Long-lasting habituation of gill withdrawal requires activation of NMDA-type receptors

The CNS of Aplysia possesses postsynaptic NMDA-type receptors (Dale and Kandel, 1993; Lin and Glanzman, 1994; Conrad et al., 1999). Activation of postsynaptic NMDA-type receptors has been shown previously to be necessary for classical conditioning of the withdrawal reflex in Aplysia (Murphy and Glanzman, 1997, 1999; Antonov et al., 2003). We wanted to test whether activation of NMDA-type receptors was also required for LLH of the withdrawal reflex. For this test, we infused the specific NMDA receptor-antagonist APV (150 μm in ASW) (Collingridge et al., 1983; Lin and Glanzman, 1994; Conrad et al., 1999) into the abdominal ganglion. The drug was introduced into the abdominal artery 1 hr before the first pretest and was present throughout the experiment.

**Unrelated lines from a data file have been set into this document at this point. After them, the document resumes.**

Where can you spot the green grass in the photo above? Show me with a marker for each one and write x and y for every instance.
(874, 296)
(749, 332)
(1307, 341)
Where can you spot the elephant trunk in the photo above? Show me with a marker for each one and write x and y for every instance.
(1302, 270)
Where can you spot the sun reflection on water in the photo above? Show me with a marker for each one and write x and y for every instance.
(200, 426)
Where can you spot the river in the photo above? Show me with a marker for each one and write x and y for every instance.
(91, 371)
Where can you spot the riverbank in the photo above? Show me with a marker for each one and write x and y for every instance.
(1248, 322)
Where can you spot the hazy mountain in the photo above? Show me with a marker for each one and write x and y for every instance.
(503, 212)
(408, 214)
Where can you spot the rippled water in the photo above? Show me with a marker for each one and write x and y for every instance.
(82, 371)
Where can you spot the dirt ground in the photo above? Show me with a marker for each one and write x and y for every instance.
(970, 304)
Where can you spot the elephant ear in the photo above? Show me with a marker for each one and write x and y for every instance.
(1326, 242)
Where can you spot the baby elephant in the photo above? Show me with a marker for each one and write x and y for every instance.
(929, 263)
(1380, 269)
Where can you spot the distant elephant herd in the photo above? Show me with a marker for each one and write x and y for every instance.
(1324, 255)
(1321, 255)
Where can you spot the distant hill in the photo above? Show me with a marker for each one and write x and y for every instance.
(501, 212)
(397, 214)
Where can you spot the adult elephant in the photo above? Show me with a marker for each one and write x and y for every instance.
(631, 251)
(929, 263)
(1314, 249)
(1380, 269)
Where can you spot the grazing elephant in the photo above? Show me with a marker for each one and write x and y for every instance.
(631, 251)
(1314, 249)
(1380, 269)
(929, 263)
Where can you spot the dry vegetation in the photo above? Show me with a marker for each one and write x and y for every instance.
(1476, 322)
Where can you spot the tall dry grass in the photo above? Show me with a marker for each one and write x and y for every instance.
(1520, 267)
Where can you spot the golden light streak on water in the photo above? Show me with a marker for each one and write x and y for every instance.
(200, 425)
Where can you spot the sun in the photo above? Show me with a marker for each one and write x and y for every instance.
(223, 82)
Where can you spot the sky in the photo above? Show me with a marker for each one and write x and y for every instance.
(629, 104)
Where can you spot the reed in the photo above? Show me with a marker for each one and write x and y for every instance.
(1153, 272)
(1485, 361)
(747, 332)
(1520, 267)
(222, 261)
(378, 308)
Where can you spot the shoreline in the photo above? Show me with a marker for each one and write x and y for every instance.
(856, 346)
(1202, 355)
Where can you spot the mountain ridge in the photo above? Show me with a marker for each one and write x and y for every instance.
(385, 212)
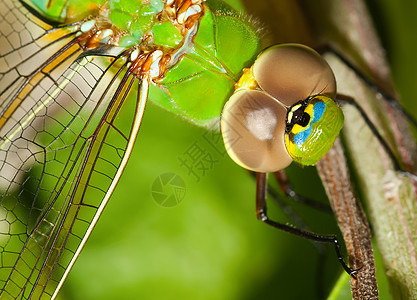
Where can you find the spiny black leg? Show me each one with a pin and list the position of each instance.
(261, 192)
(349, 100)
(385, 96)
(287, 188)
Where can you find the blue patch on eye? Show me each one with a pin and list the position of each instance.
(318, 111)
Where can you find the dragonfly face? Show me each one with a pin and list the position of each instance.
(63, 144)
(282, 110)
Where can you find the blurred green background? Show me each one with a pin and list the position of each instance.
(211, 246)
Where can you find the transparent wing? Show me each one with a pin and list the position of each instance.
(67, 128)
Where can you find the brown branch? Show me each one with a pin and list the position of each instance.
(352, 221)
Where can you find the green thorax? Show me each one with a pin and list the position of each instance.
(206, 60)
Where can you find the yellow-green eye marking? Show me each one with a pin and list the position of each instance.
(312, 128)
(282, 110)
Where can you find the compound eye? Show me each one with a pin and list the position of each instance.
(253, 129)
(292, 72)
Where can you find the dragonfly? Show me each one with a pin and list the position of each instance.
(114, 54)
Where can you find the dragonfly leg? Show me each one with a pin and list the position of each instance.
(261, 213)
(349, 100)
(287, 189)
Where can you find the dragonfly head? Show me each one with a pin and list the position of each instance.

The presence of APV blocked LLH to the habituating stimuli (Fig. 5A). There was no significant difference between the pretest and posttest responses to stimulation of the trained site after training in APV (posttest response, 110.1 ± 15.4% of the pretest response; p > 0.5; n = 10). Furthermore, there was no significant difference between the first posttest response to trained-site stimulation (138 ± 16%) and the posttest response to untrained-site stimulation (123.6 ± 15.1%; p > 0.5). APV treatment did not appear to affect gill withdrawal to stimulation of the untrained site, because it did not change significantly during the experiment (p > 0.2 for the comparison between the pretest and posttest responses to untrained-site stimulation). We performed control experiments using animals from the same shipments that were used in the APV experiments. In the control experiments, the abdominal ganglion was continually infused with normal ASW. We observed normal LLH in the control experiments (Fig. 5B). The posttest response to stimulation of the trained site (69.3 ± 8%) was significantly decremented compared with the pretest response (p < 0.02; n = 10). In contrast, there was no change in the gill withdrawal to untrained-site stimulation (posttest response, 112.5 ± 14.1%; p > 0.6 for the comparison with the pretest response to untrained-site stimulation). Importantly, the difference between the posttest response to trained-site stimulation in the APV and control experiments was significant (p < 0.02).

Figure 5.

Figure 5.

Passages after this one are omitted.